What size are the company’s investments and capital?
In early 2014, WorldRemit secured a major $40m series A funding round led by prestigious venture capital firm Accel Partners. In less than a year, we raised another significant $100m investment from Technology Crossover Ventures and Accel Partners to propel our rapid growth. Accel and TCV are both early backers of Facebook, Spotify, and Dropbox.
Do you have any concerns about the small number of Egyptians who pay electronically?
If you look at trends in human behaviour and the many problems associated with cash, I think it is clear that we will see more people starting to pay electronically. Digitising financial services is not only about added security but about convenience for people who need to send, receive, and manage money.
You mentioned before that Africa outweighs the West in remitting money; which countries in the African and Arab markets send the most remittances?
Nigeria and Egypt are two of the world’s 10 major recipient nations in terms of remittances, receiving $21bn and $19bn respectively in 2014, according to the World Bank.
WorldRemit charges a small, upfront fee per transaction typically at a much lower cost than traditional offline money transfer companies. Exact fees depend on the sender country and destination.
What is the amount of remittances by the company last year and in the first half of 2015?
We have seen a trajectory of rapid growth over the past year. Today, we process more than 300,000 transactions per month.
What are the currencies of remittances the company will allow for Egyptian remits?
Our service is already available in more than 50 countries. We allow people to pay for their transfers using most major currencies, including US dollars, British sterling pound, Emirati dirham, Swedish krona, and euros.
How do you guarantee reduced risk of online remittances?
Online remittances are safer and more secure than paying for a money transfer in cash at a physical location.
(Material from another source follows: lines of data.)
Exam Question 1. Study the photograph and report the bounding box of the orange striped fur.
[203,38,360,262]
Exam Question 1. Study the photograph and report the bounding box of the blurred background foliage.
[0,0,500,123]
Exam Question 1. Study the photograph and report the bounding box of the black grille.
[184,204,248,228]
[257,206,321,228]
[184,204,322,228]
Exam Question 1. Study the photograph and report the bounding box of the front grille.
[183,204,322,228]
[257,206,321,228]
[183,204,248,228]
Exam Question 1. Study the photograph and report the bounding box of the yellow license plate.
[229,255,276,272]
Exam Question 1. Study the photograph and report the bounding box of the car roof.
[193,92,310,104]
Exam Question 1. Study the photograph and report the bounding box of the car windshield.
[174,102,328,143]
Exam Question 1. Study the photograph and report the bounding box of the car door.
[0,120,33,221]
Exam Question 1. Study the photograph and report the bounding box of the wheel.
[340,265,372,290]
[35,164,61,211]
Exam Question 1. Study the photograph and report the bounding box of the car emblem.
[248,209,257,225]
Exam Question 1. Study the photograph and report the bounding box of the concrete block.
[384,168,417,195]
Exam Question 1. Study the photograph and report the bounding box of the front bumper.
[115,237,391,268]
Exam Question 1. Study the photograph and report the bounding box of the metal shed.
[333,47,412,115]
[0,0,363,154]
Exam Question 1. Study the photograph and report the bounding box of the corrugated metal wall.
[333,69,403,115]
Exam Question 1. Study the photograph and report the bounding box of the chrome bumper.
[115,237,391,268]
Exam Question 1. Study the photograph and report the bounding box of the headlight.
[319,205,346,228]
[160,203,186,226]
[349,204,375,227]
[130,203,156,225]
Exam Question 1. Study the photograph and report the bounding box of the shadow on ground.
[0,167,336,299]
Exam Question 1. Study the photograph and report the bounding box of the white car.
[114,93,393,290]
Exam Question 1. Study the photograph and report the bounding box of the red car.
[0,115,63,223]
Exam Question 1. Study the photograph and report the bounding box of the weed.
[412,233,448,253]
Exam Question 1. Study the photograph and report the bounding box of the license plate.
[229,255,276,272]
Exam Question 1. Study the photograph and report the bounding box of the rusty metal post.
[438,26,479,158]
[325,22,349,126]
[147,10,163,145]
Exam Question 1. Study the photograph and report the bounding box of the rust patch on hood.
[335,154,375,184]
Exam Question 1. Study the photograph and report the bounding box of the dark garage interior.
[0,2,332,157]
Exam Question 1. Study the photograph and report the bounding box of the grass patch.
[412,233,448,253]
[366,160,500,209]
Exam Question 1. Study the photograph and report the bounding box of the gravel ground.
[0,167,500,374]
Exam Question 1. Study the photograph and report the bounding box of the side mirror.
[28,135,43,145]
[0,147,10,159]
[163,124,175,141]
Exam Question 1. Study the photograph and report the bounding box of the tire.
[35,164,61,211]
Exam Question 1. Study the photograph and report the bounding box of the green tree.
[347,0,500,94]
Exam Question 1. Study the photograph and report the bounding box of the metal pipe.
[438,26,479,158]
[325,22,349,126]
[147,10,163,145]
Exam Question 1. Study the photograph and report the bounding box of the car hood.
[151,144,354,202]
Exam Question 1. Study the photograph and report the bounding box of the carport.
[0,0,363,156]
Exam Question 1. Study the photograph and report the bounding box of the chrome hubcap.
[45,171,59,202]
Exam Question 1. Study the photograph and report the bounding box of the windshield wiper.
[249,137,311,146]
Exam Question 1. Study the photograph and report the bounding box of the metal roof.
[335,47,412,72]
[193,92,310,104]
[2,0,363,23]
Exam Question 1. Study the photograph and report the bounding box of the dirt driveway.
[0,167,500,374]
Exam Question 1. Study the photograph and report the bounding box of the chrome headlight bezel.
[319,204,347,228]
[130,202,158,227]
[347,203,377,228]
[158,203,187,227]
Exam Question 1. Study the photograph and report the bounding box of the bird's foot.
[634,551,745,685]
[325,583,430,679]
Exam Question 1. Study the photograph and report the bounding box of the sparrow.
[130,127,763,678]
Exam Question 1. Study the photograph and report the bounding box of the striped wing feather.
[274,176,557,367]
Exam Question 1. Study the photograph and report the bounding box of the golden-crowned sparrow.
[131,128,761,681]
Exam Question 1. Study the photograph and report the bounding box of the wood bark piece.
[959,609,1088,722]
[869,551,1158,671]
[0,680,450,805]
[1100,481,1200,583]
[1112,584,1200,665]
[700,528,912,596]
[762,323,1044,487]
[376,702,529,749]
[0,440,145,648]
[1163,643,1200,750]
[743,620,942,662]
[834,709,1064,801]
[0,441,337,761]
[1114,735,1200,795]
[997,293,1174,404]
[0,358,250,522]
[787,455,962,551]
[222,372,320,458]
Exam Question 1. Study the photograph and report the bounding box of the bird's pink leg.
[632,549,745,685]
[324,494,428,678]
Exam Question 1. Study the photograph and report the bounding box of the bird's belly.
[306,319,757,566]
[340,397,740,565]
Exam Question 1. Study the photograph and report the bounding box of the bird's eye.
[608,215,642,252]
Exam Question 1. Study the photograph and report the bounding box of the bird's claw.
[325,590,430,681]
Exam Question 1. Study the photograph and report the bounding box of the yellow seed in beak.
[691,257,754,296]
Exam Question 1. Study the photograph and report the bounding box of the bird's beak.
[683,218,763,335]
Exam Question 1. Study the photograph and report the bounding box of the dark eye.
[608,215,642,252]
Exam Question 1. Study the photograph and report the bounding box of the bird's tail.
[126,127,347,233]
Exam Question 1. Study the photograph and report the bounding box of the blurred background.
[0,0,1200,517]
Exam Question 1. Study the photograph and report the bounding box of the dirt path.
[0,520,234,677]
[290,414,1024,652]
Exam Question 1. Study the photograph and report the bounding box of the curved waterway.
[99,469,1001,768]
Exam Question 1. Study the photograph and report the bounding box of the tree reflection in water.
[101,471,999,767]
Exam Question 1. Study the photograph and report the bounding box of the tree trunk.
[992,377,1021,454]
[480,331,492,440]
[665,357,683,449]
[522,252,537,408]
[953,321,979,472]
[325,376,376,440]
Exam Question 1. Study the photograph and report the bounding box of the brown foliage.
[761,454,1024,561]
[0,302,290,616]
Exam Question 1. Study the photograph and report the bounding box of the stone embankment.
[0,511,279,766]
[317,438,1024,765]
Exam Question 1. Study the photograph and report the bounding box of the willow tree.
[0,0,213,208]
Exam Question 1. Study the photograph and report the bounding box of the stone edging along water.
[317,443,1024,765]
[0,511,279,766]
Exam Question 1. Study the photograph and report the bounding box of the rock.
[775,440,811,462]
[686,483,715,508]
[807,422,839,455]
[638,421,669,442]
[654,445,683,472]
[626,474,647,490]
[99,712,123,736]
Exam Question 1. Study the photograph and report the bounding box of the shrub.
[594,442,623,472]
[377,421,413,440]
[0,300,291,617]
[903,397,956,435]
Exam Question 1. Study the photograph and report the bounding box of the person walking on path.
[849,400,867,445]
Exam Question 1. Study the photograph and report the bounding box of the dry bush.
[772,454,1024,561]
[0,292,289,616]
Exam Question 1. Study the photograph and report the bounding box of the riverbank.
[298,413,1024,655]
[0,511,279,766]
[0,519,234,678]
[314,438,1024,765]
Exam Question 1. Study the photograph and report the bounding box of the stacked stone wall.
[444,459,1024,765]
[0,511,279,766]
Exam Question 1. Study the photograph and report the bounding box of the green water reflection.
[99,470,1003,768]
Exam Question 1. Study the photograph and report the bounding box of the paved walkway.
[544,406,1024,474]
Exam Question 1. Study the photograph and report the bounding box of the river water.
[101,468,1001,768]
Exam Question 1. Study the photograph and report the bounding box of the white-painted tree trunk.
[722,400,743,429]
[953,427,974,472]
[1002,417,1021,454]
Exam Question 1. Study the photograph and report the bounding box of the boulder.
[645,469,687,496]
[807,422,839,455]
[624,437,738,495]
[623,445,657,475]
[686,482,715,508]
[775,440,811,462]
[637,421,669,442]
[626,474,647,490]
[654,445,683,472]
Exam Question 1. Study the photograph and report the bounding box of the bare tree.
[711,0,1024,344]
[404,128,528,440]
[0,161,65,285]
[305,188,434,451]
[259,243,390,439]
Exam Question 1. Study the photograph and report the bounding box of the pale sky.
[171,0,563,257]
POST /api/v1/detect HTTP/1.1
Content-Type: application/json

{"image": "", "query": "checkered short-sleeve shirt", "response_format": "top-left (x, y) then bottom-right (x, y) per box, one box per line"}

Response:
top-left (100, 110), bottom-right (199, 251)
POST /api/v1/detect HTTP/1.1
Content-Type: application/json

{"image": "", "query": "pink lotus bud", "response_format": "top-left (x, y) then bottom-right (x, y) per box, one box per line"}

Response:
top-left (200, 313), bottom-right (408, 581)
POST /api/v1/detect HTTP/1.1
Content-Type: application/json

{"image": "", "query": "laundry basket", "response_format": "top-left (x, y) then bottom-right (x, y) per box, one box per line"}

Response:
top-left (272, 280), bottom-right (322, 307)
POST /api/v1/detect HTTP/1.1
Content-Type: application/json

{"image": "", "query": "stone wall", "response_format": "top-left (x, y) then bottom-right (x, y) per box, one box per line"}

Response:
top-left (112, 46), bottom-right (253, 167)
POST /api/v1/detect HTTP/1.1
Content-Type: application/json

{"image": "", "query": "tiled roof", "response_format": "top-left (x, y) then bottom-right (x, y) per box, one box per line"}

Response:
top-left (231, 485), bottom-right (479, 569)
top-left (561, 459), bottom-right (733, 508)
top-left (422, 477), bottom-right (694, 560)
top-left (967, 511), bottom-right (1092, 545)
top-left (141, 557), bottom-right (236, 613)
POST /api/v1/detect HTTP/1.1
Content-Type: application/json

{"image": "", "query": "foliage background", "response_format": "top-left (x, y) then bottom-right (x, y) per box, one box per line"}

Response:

As a compliance advisor to the United Nations East Africa Remittance Programme, I saw first-hand how traditional offline money transfer companies are struggling to comply with the stringent Anti-Money-Laundering and Counter-Terrorism-Financing regulations introduced after 11 September in 2001. By not accepting cash and focusing on digital remittances, WorldRemit is significantly reducing risks both for our business as well as for our customers.
Do you think the Egyptian pound devaluation against the dollar and the decrease of foreign exchange will affect the remittances process?
Of course, people who send money are sensitive to changes in the foreign exchange rate and we have in the past seen people delay before sending money until the rate works in their favour.
How will the company compete with Western Union in the Egyptian market?
Last year, the Africa Progress Panel, chaired by former UN Secretary-General Kofi Annan, denounced the “Remittance Super Racket” of traditional offline money transfer companies, arguing that those companies’ overcharge costs for Africans with more than $2bn every year in unnecessary fees. We have previously called out against anti-competitive practices and overcharging by traditional money transfer companies, especially across the Arab and African markets.
How many Egyptians use Mobile Money?
Mobile Money services, also known as mobile-wallets, have seen exponential growth around the world in recent years. According to Groupe Speciale Mobile Association (GSMA), active Mobile Money users shot up from around 30 million in 2012 to more than 100 million at the end of last year, the majority of which are in Sub-Saharan Africa. Today, Mobile Money is also regarded as an important opportunity for Egypt’s large unbanked population, with new services now catching on. WorldRemit is already the world’s leading provider of remittances to Mobile Money, sending to 52 of the world’s most successful Mobile Money services and planning to connect with all of them.